La terza edizione dell’indagine Ipsos per l’Associazione italiana editori presentata il 7 marzo 2024 da Gli Editori (Aie e Federazione italiana editori giornali) fotografa la pirateria nel mondo editoriale.  E consegna l’istantanea di un reato perpetrato 300 mila volte in un giorno. Con scarsissima consapevolezza del danno provocato.

 

I costi
Il 31 per cento degli italiani, uno su tre dai 15 anni in su, ha commesso nel 2023 atti di pirateria ai danni di libri di narrativa e saggistica, universitari, professionali e banche dati.

Tradotto in perdite: 705 milioni di euro di vendite in meno, pari al 28 per cento del mercato complessivo, più di un quarto del totale. Contando anche l’indotto (logistica, servizi), l’Italia vede andare in fumo 1,75 miliardi all’anno. Che in termini di posti di lavoro vuol dire una mancata occupazione per 12 mila persone, 4.900 per il solo mondo del libro.

«Numeri spaventosi. È come immaginare le librerie d’Italia vuote per cinque mesi consecutivi», traduce in distopia Mauro Tosca, Reponsabile Antipirateria dell’Aie. Desertificate dall’illegalità.
 

Pirati Professionisti 
Il 78 per cento degli studenti universitari pirata libri, anche se il dato della stampa in copisteria è decisamente in calo (anche perché al libro si ricorre sempre meno nella preparazione degli esami). 
Ma non sono da meno i professionisti: il fenomeno riguarda il 49 per cento di loro. Campione della pirateria è la categoria rappresentata da commercialisti, fiscalisti e ragionieri (55 per cento), seguiti da medici, farmacisti e veterinari (53 per cento), avvocati e notai (53), architetti, geometri e ingegneri (49 per cento), consulenti del lavoro (42 per cento).

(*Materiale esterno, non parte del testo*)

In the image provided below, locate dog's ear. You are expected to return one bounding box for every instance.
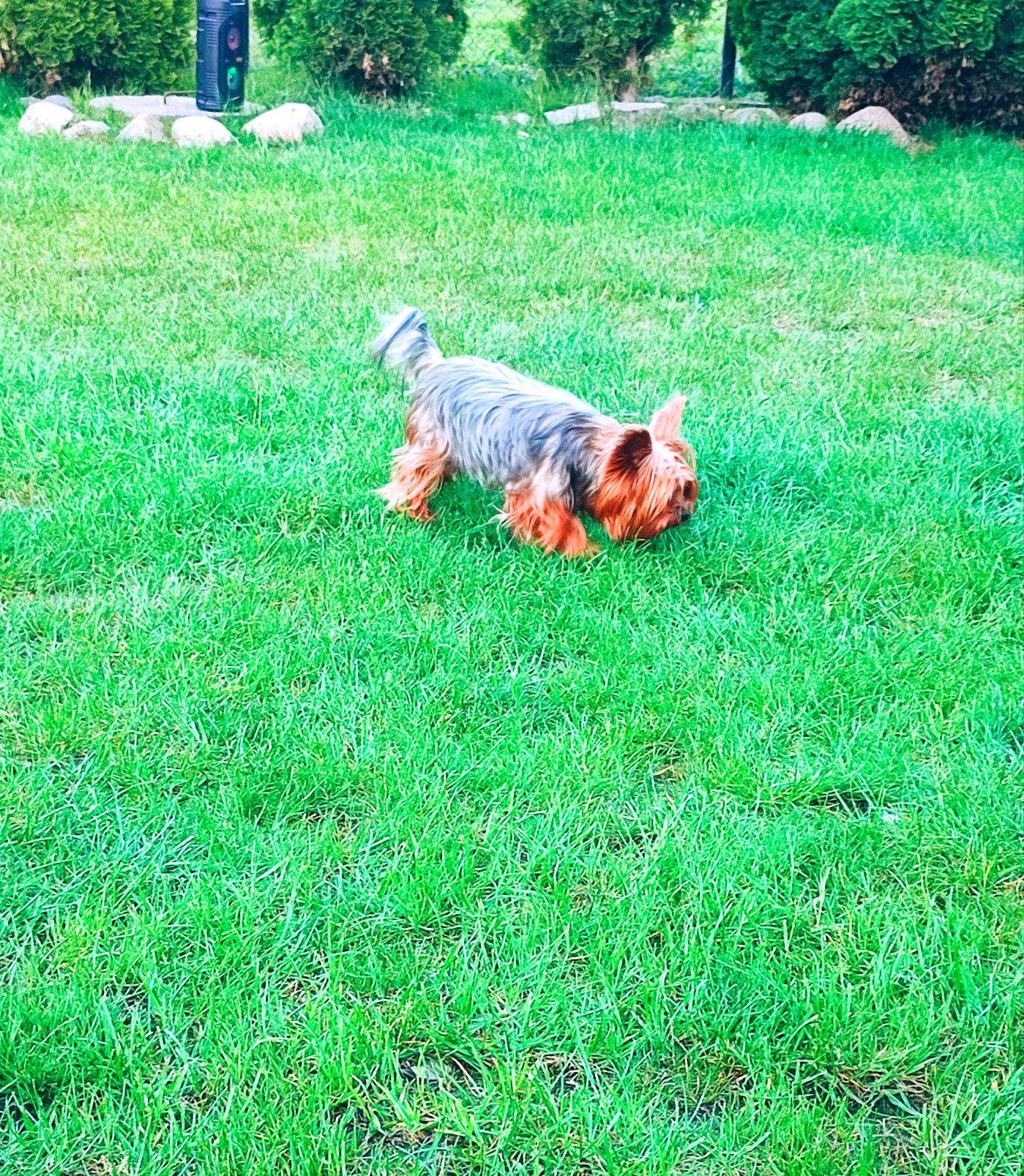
[608,428,654,477]
[650,397,687,441]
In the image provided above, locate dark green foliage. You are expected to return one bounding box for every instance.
[512,0,711,89]
[253,0,467,93]
[729,0,1024,130]
[0,0,195,89]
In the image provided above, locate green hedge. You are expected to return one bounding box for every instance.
[510,0,711,94]
[253,0,467,93]
[0,0,195,89]
[729,0,1024,132]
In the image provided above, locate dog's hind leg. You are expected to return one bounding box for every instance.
[378,440,449,523]
[501,493,597,556]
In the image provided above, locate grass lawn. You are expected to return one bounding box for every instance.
[0,85,1024,1176]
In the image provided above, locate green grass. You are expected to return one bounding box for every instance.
[0,78,1024,1176]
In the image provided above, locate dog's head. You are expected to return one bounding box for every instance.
[591,397,700,541]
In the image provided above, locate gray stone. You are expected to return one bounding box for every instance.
[611,102,668,122]
[722,106,782,127]
[89,94,262,119]
[171,114,237,147]
[669,102,724,122]
[836,106,910,147]
[545,102,601,127]
[18,102,74,135]
[789,111,829,134]
[118,114,171,143]
[242,102,324,143]
[61,119,111,139]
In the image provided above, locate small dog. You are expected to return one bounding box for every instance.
[373,307,700,555]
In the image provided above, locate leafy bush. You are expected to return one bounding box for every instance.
[729,0,1024,132]
[0,0,195,89]
[253,0,467,93]
[510,0,711,94]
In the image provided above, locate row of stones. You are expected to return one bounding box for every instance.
[505,99,910,146]
[18,94,324,147]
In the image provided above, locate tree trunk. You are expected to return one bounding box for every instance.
[618,43,643,102]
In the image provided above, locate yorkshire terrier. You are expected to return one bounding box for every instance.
[373,307,700,555]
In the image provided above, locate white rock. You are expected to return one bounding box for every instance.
[171,114,237,147]
[545,102,601,127]
[18,102,74,135]
[836,106,910,147]
[722,106,782,127]
[118,114,168,143]
[789,111,829,134]
[242,102,324,143]
[61,119,111,139]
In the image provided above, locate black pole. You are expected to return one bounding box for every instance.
[718,4,736,97]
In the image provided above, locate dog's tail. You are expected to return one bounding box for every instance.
[370,306,441,382]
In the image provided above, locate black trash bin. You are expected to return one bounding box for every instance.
[195,0,250,111]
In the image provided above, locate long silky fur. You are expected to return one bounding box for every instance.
[372,307,697,554]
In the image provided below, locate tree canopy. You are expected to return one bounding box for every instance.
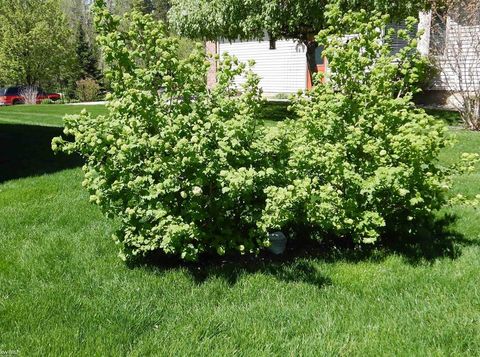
[0,0,74,86]
[169,0,427,41]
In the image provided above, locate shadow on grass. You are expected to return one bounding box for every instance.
[0,124,82,183]
[129,211,480,288]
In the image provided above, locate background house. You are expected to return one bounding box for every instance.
[207,6,480,104]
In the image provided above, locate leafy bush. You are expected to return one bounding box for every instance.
[75,78,100,102]
[52,1,274,259]
[260,7,476,243]
[52,0,477,260]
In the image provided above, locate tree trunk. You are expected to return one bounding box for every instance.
[304,40,318,86]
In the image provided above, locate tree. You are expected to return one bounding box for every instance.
[169,0,427,80]
[0,0,74,87]
[76,22,101,80]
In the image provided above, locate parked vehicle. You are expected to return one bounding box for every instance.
[0,87,61,105]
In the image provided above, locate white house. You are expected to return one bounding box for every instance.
[207,5,480,102]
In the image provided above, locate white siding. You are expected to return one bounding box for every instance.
[218,40,307,94]
[432,9,480,92]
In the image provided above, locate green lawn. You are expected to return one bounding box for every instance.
[0,106,480,356]
[0,104,106,126]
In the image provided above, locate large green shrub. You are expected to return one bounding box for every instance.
[260,7,475,243]
[52,1,274,259]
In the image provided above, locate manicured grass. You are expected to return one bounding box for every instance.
[0,107,480,356]
[0,104,106,126]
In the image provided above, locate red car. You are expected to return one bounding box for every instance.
[0,87,61,105]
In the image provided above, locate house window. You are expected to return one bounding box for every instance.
[430,12,447,56]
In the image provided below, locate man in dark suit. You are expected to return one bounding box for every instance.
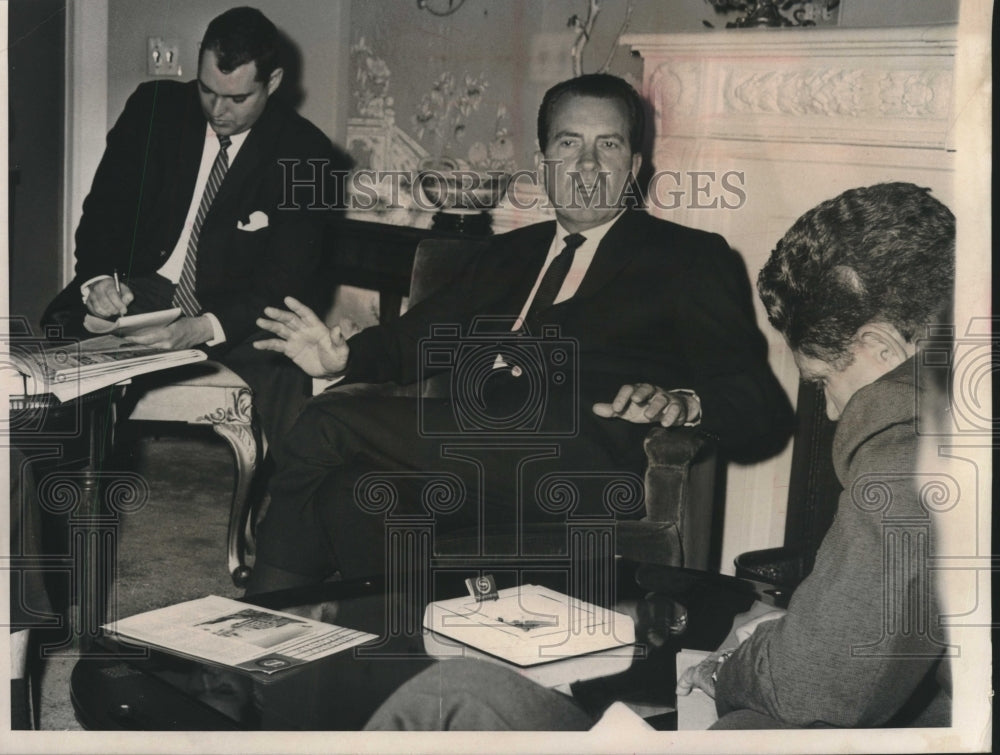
[242,74,790,591]
[43,8,334,442]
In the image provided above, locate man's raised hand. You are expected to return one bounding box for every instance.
[253,296,354,377]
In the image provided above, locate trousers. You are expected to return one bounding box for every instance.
[365,659,594,731]
[248,391,648,593]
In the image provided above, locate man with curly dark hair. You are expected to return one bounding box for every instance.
[678,183,955,729]
[368,183,955,730]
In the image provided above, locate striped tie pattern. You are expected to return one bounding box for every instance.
[174,136,232,317]
[524,233,587,322]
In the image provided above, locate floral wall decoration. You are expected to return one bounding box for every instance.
[411,71,515,172]
[351,37,393,118]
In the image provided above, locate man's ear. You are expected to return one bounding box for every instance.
[267,68,285,97]
[857,322,916,370]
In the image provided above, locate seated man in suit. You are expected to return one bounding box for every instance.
[368,183,955,730]
[248,74,790,591]
[43,8,334,443]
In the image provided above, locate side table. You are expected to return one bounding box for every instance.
[8,386,125,654]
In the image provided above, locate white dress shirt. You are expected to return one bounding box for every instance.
[80,124,250,346]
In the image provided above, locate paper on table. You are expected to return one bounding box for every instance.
[104,595,375,675]
[677,650,719,731]
[83,307,181,336]
[424,585,635,666]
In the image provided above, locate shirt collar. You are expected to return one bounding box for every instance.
[556,208,625,246]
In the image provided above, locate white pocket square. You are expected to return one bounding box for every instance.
[236,210,267,231]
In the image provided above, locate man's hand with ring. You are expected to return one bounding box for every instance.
[85,278,135,320]
[593,383,701,427]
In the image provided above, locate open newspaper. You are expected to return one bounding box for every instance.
[2,335,207,401]
[103,595,375,677]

«L’editoria italiana vive un contesto economico difficile, caratterizzato da costi in crescita solo in minima parte compensati dagli aumenti del prezzo di copertina, mentre gli stimoli alla domanda degli anni scorsi non sono più presenti o sono stati ridimensionati. In questo quadro, la perdita di un quarto del valore potenziale delle vendite a causa della pirateria è un costo insostenibile che ha ricadute sul numero delle aziende che non riescono più ad andare avanti, sull’occupazione, sui compensi degli autori», commenta il presidente di Aie Innocenzo Cipolletta

E se è vero che il totale degli atti e l’incidenza del fenomeno sono in leggero calo rispetto agli anni scorsi (gli atti di pirateria erano 112 milioni nel 2019, sono stati 108,400 milioni nel 2023), è troppo poco per considerarla una rassicurante inversione di tendenza.

 

Una questione culturale
A colpire, sottolinea anche Nando Pagnoncelli, presidente di Ipsos Italia, è soprattutto il fatto che la stragrande maggioranza degli interpellati, il 78 per cento (su un campione di 4000 persone, tra i quali 900 studenti universitari e 750 liberi professionisti), sappia che la pirateria è un reato. Ma alla domanda: «A suo avviso, questi atti illeciti, quanto sono gravi, quanto sono da perseguire legalmente?i», riconosce la gravità solo il 58 per cento.  «E quanto è probabile che reati di questo tipo vengano scoperti e puniti?»: è un’eventualità messa in conto da uno stentato 30 per cento
Per 7 italiani su 10 è ben più probabile farla franca.